Quelle ironie mes amis ! Voila un peu plus de trois mois je lançais, avec l’enthousiasme juvénile qui caractérise votre serviteur, cette nouvelle rubrique : le dessin du jour. Et voila que j’atteins péniblement le sixième épisode. Soit quand même assez loin du nombre de jours effectifs qui nous séparent du premier post de cette rubrique. Serait-ce donc lié à un problème avec les mathématiques (ce qui n’est pas à exclure) ou une durée personnelle des journées légèrement supérieure à 24 h ?

Non, fidèles lecteurs, la vérité est encore plus étonnante : me voici tellement occupé à faire un dessin par jour (suivant en cela l’exemple d’un de mes maitres, Hokusai) que je n’ai du coup pas le temps nécessaire pour ensuite en parler sur ce blog. Aussi est il temps d’y remédier. Mais pour cela passons au prochain paragraphe.

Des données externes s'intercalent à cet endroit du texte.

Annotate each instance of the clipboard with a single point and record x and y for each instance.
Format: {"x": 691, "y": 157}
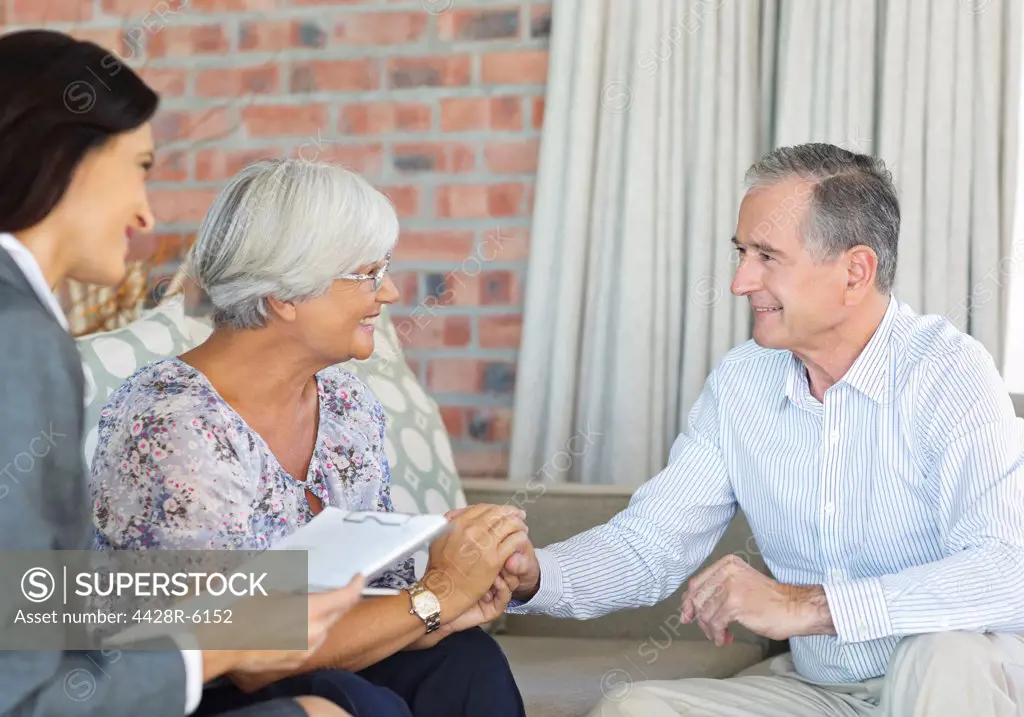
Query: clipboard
{"x": 341, "y": 544}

Un dessin par jour disais-je. Un objectif comme un autre que je m’étais fixé il y a quelques mois. Une manière de vous montrer ce qui pouvait me tenir trop souvent à l’écart de ce fantastique blog, ce qui m’empêchait de vous fournir plus régulièrement ces articles époustouflants dont j’ai le secret. Un habile stratagème afin que vous me pardonniez pour mon inconstance.

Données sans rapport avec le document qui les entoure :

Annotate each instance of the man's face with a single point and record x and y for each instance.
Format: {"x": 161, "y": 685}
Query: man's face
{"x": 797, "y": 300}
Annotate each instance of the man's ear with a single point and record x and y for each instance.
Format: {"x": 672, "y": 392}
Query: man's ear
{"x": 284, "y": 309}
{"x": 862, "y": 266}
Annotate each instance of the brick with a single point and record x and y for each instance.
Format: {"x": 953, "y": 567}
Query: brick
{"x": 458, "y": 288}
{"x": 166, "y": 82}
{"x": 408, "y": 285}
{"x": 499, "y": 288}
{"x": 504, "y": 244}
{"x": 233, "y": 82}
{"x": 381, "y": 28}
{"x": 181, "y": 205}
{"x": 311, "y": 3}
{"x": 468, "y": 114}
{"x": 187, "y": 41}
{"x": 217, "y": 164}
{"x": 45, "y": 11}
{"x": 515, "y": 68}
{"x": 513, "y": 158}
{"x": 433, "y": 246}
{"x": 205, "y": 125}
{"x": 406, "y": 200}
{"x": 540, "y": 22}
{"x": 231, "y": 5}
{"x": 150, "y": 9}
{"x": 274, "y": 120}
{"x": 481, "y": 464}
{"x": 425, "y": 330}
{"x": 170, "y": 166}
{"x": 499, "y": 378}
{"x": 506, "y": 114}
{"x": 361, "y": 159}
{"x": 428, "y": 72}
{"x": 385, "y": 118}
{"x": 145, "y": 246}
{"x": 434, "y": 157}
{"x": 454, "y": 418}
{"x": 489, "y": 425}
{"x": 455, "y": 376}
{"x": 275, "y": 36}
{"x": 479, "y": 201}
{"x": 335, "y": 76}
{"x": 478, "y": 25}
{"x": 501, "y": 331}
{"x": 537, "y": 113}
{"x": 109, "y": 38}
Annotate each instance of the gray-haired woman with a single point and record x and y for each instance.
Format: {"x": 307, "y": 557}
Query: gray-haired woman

Comme je vous en avais déjà causé au mois de mai, mon obsession du gribouillage s’est quelque peu détournée de ma « production originale ». Rassurez-vous, d’autres crobards amoureusement fournis en mâchoires et corps déformés patientent en ce moment au fond de mon sac à dos. Et j’ai encore des projets mégalomaniaques qui sauront, à coup sur, prendre le chou de mes amis lorsqu’ils devront trouver une place suffisante chez eux pour les accrocher aux murs.

Ma fascination pour l’image se tourne donc en ce moment vers des pépites injustement oubliées de l’art. Qu’il soit populaire, éloigné ou oublié. Chaque jour, via la magie de mon lecteur de flux RSS, je ratisse donc les internets pour collecter ces images dignes d’être sauvées.

Le seul souci c’est qu’elles s’empilent, s’ajoutent, se superposent. Jusqu’à composer un amas de courriers en retard que n’aurait pas renié Gaston Lagaffe. A la seule différence qu’il s’agit de mon propre courrier, et pas celui de Monsieur Dupuis. Et qu’il n’y aura donc pas de Fantasio ou de Prunelle pour s’en occuper lors de ma sieste.

Tel le saumon j’ai donc décidé de remonter le courant, de m’atteler à la restauration de ces images afin que cette pile disparaisse de ma vue. Et que je puisse enfin voir se dessiner derrière d’autre piles de courriers en retard, composées de dessins-articles, de stickers, de sujets d’articles et de book propre à être présenté à un amateur d’art éclairé.

Mais là, c’est l’accident. Une tablette graphique qui rend l’âme. Les nageoires brisées, voila que le courant m’emporte, que la pile de courriers se remet à croitre. Tout juste ai-je le temps de dériver jusqu’à un rocher, et de me mettre à l’abri des rapides.  Pouvant souffler enfin, bien qu’un peu dépité, voila que je tourne la tête vers l’aval. Et je me rends alors compte de la distance qui me sépare de mon océan originel.

Et c’est vachement loin ! 286 km. Ou 286 dessins, si j’abandonne enfin ma métaphore salmonidée. 286. Pas loin de 300 (ou plus près de 250 si j’enlève les brouillons).

C’est peu et beaucoup à la fois. Et, en images, cela donne ca :

Avec ces 286 dessins balancés d’un coup, je devrais avoir rééquilibré drastiquement ma moyenne pour cette rubrique. Et même dégagé quelques journées de libre.

Ce qui me donnera le temps de m’attaquer à d’autres piles de courriers. De remonter d’autres courants.

Et me dire que je fais quelque chose de ma vie.